CHAPTER 7 – The Happy Vegetarian – How a Meatless Diet Will Improve Your Health and Well-Being


Overall health and well-being is a foreign concept to many people. They don’t realize that they have the power to control their own health and that their well-being is often dependent on what they choose to eat and how active they allow themselves to be. Sooner or later, their bad choices catch up with them, and they end up overweight (or obese) with a multitude of health problems. They develop heart disease, diabetes, high cholesterol, and a slew of other deadly conditions that could have easily been avoided. All you have to do is be aware of what you are eating. There is more power on your dinner plate than you realize.

It is a known fact that vegetarians, as a whole, are more healthy that nonvegetarians. They have lower rates of cancer, high blood pressure, heart disease, gall bladder problems, and more. They also tend to be more active, involved, and aware of the environment because the principles of a vegetarian diet often permeate into other aspects of life. Lowered cholesterol, high amounts of vitamins, nutrients, and fiber, and a healthier lifestyle are all guaranteed benefits you will get simply by becoming a vegetarian.

Now, let’s talk digestion, a topic that is both fascinating and important. If you still have any lingering suspicions that humans are supposed to eat meat as a primary source of protein, you might want to take a look at the digestive tract of true carnivores.

Meat is hard to digest, and it takes time for it to break down so that the nutrients can be used by the body. We’ve already talked about the differences between the teeth of carnivores (sharp and pointy for tearing flesh) and the teeth of plant-eaters (blunt and flat, like ours), and that’s where digestion begins—in the mouth.

While you’re chewing your food, the enzymes in your saliva begin the digestive process—the first step in breaking it down to its most usable form. After you swallow, the food moves on to your stomach, where it’s dunked in a bath of hydrochloric acid that breaks it down further into a substance called chyme. Chyme travels from there to the digestive tract where it’s slowly pushed through by contractions of the intestines called peristalysis. As it goes, tiny little hairlike fingers called villa absorb most of the nutrients from the chyme.

Finally, the almost completely digested food makes it to the colon, where water and some more vitamins and nutrients are absorbed from it before its exit through the rectum.


Meatthe Protein that Overstays Its Welcome

Heres where it gets interesting. Looking at a true carnivore—like, say, the lion with his big sharp teeth—we can see enormous differences in their digestive tract. Specifically, the lion’s small intestine, where most of the nutrients are only about three times the length of his body. This means that the meat he eats moves through his system quickly, while it’s still fresh.

Humans, however, have much longer intestines, with food taking anything from twelve to nineteen hours to pass through the digestive system. This is ideal for plant-based foods, as it allows our intestinal tracts to absorb every little bit of nutrient available, but it also means that when we eat meat it’s decaying in a warm, moist environment for a very long time. As it slowly rots in our guts, the decaying meat releases free radicals into the body.

Free radicals are unstable oxygen molecules that are present to some degree in every body. When you hear advertisements trumpeting the importance of foods and supplements containing cancer-fighting anti- oxidants, it’s these free radicals they’re battling.

Scientists only know a little bit about free radicals at this time, but what they do know is that free radicals are connected with the aging process and that they may play a part in heart disease and cancer. They are, essentially, the tiny mechanisms that break down our bodies so that, eventually, we die.

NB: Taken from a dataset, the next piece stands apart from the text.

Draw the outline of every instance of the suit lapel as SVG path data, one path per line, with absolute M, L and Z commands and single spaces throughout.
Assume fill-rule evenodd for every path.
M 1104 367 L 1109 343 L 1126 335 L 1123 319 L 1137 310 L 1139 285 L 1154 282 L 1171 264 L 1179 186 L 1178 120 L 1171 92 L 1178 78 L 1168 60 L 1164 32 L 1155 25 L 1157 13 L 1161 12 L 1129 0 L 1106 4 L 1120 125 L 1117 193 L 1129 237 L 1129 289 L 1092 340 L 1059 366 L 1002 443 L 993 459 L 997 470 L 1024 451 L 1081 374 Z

While they’ll always be a part of you—free radicals are built into cells as part of their normal activities—you can do things to minimize their damage. Overexposure to sunlight resulting in excessive tanning encourages the production of free radicals, which is why even though a little sunlight is important each day (remember our buddy, vitamin D?), using a good sun block will not only help you avoid skin cancers, it’ll help keep you younger in general. But the biggest thing you can do to limit the free radicals in your body is to avoid eating meat. For the twelve hours or more that meat is rotting away in your system, those tiny, free radical time bombs are multiplying in your system.

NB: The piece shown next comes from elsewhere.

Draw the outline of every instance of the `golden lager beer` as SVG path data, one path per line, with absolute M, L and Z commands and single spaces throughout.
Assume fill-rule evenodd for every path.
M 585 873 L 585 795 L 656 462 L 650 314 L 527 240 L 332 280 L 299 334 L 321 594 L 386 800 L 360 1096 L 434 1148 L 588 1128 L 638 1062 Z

As meat protein breaks down, it creates an enormous amount of nitrogen- based by-products, like urea and ammonia, which can cause a buildup of uric acid. Too much uric acid in your body leads to stiff, sore joints; when the uric acid crystallizes, it can cause gout and increased pain from arthritis. Carnivorous animals, interestingly, produce a substance called uricase, which breaks down uric acid. Humans don’t produce uricase, though—another clue that we’re not meant to be meat eaters.